A 3-D audio processor developed for space shuttle mission controllers will
soon find its way into virtual classrooms across the country.

BreakAway Sound, an African American-owned and-operated business based in
Los Angeles, has received a license for further development and marketing
of the Ames Spatial Auditory Display (ASAD) communication tool. NASA’s Far
West Regional Technology Transfer Center, located within the School of
Engineering at the University of Southern California in Los Angeles,
identified BreakAway Sound as an excellent candidate to commercialize the
technology.

“The NASA flight director at mission control in Houston is sometimes
required to listen to and understand as many as seven different voices at
the same time,” said Dr. Durand R. Begault of NASA’s Ames Research Center,
in California’s Silicon Valley. Begault originally developed the processor
to improve communication intelligibility for space shuttle mission control
operators. “Traditional communication systems involve listening to multiple
voices with only one ear, which is disadvantageous for speech
intelligibility,” he added.

The revolutionary Ames technology makes radio communications more easily
understood by taking advantage of people’s natural ability to localize
sounds. “Our everyday ability to listen to one desired voice out of a
collection of different voices is known as the ‘cocktail party effect,’
which depends on two-ear listening to separate the sounds in space,”
explained Begault. “The ASAD simulates this by effecting directional cues
for each input based on time and level differences at the ears.”

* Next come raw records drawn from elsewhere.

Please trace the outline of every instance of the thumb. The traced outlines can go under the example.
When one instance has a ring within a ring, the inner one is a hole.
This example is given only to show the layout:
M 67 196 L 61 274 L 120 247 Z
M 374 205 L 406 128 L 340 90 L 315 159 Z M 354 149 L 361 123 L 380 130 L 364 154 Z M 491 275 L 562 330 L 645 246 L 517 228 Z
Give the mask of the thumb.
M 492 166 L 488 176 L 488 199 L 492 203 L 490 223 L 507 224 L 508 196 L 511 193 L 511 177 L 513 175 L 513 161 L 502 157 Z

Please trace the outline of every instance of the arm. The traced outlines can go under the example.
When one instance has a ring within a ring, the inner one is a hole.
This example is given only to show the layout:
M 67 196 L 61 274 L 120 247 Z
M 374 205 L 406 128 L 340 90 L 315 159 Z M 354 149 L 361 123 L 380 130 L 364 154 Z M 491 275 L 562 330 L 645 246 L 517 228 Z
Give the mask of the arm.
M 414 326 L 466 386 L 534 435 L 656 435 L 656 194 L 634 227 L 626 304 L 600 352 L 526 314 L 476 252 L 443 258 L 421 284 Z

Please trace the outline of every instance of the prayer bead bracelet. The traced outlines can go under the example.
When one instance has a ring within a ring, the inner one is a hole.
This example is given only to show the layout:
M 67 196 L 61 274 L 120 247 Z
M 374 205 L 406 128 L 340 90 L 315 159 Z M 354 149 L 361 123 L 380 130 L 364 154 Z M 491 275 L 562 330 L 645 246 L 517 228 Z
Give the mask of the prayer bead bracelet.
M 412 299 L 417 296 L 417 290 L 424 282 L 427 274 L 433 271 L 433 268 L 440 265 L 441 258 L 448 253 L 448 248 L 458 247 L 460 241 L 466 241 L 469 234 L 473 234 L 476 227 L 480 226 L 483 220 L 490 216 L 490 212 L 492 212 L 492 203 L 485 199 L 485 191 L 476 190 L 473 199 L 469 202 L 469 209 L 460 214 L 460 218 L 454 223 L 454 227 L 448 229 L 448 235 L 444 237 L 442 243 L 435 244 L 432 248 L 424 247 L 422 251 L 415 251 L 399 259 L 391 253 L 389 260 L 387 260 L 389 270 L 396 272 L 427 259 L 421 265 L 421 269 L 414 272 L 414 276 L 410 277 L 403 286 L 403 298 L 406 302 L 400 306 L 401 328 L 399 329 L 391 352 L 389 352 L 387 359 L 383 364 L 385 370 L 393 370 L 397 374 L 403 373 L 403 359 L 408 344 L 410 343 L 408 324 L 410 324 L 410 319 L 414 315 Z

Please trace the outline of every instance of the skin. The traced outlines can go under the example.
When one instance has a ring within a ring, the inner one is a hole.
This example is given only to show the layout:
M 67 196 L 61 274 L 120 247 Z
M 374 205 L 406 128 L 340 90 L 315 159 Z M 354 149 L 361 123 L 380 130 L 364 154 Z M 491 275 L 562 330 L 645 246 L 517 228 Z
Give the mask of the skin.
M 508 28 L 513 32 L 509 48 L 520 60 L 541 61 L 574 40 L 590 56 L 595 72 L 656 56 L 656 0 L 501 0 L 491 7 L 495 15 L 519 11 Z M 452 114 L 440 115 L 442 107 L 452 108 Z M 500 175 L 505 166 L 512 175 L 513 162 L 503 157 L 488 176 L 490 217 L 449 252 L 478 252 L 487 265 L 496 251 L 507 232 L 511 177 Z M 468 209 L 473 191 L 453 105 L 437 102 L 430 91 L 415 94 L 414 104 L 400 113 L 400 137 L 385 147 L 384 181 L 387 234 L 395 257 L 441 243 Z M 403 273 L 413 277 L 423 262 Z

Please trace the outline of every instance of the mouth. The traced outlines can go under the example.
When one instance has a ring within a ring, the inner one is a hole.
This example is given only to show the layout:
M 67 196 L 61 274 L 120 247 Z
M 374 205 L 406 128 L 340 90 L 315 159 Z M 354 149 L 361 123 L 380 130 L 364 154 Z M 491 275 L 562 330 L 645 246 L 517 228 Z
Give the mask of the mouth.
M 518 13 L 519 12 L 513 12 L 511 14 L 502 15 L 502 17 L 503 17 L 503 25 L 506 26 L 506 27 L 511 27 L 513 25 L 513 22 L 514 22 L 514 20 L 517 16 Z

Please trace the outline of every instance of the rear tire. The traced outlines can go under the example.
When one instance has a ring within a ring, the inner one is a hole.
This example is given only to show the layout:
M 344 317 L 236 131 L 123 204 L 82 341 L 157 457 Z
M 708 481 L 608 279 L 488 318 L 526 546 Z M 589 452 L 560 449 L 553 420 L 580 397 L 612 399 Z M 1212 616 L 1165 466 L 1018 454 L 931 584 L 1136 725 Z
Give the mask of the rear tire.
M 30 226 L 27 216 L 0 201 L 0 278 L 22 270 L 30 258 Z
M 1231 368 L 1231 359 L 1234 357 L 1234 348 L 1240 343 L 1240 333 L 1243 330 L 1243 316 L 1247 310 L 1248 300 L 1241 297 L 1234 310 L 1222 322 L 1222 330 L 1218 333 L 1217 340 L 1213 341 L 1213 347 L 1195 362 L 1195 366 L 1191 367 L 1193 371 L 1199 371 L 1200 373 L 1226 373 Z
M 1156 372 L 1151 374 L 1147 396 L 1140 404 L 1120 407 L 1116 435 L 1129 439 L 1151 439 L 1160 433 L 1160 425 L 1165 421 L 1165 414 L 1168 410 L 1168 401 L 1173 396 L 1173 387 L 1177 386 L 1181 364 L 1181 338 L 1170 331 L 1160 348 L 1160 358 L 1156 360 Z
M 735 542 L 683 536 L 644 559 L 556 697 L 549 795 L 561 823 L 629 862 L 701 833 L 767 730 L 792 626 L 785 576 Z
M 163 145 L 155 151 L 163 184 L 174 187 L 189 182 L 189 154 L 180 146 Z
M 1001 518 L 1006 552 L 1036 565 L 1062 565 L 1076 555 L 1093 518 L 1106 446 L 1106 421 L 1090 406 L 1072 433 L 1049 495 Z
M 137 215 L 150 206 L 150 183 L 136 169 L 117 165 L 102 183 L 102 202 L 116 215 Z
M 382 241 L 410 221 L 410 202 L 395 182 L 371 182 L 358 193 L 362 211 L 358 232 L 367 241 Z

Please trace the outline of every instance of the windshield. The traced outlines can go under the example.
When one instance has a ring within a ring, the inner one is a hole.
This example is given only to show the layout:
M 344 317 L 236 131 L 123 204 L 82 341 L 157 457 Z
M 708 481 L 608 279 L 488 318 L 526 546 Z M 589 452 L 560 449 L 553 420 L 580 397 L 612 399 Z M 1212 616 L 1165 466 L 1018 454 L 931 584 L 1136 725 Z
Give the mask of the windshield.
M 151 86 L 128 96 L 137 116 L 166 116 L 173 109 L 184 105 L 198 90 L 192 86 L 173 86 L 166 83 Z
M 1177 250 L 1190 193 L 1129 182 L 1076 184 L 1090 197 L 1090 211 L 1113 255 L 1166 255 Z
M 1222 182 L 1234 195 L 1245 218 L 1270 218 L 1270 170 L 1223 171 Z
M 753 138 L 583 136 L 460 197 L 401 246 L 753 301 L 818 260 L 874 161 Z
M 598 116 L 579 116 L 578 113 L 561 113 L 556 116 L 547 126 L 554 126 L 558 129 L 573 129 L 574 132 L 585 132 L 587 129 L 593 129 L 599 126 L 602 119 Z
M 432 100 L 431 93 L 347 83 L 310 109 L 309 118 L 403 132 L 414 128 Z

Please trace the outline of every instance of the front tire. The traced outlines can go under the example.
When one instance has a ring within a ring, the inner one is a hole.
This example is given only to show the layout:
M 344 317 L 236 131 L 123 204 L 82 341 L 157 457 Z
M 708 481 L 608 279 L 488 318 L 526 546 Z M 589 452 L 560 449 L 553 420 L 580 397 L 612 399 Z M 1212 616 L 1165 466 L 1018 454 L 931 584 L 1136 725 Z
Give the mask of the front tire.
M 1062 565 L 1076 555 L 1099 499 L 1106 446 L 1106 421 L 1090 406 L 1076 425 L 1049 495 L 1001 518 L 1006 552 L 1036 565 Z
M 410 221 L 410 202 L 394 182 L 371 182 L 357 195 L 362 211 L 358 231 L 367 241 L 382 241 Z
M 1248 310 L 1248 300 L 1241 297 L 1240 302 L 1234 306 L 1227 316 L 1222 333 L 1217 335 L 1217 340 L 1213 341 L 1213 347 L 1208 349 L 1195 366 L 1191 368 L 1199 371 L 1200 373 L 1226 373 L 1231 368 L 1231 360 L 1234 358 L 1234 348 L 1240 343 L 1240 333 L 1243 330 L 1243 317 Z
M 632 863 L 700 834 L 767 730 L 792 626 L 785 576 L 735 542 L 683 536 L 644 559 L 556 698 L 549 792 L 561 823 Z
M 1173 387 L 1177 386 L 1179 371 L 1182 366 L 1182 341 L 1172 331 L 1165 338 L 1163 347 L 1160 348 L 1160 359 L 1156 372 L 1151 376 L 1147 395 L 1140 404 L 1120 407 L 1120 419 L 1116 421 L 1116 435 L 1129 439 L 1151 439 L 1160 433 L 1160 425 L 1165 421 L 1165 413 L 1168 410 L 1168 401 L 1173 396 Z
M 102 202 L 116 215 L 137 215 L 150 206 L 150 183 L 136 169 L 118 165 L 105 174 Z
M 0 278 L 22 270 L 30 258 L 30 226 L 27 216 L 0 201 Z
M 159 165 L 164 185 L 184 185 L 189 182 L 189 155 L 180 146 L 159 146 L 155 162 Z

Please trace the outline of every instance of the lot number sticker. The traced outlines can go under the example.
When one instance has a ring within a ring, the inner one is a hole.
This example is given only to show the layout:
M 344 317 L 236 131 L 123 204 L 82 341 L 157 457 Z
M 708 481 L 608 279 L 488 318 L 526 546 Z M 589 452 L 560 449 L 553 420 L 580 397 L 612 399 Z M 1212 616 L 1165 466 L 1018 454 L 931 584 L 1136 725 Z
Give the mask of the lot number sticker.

ASAD’s unique design provides highly adaptable, immersion sound technology
for applications in physical and virtual computer realms, virtual game and
multimedia technology, consumer electronics, aeronautic, submarine and
emergency rescue technologies.

BreakAway Internetworking Group, the parent company of BreakAway Sound, has
established 215 community technology centers around the world. The company
now is linking the key centers together via the Internet to deliver
e-training, i-galleries, i-books, i-radio and i-TV as ways for multimedia
students and participants to share their work.

“We understand that more realistic 3-D immersive sound will enhance the
on-line audio experience,” said Maisha Hazzard, president and CEO of
BreakAway Sound. “ASAD allows the quality of the audio to finally match the
advances in 3-D video.”

By the year 2003, it is anticipated that ASAD may be ready for application
in air traffic control, emergency communication, virtual conferencing,
distance education, virtual classrooms and entertainment industry
environments.

“NASA has superb innovative capabilities, but transferring our technology
to the right strategic partner is a challenge,” noted David Lackner, Ames’
technology commercialization manager. “In BreakAway, we have a firm that is
in a prime position to take NASA R&D to market.”

“This is a great example of NASA’s ability to work with private industry to
commercialize dual-use technology. I look forward to creating more
partnerships like this one, where we achieve tangible benefits in
cooperation with dynamic entrepreneurs,” Lackner added.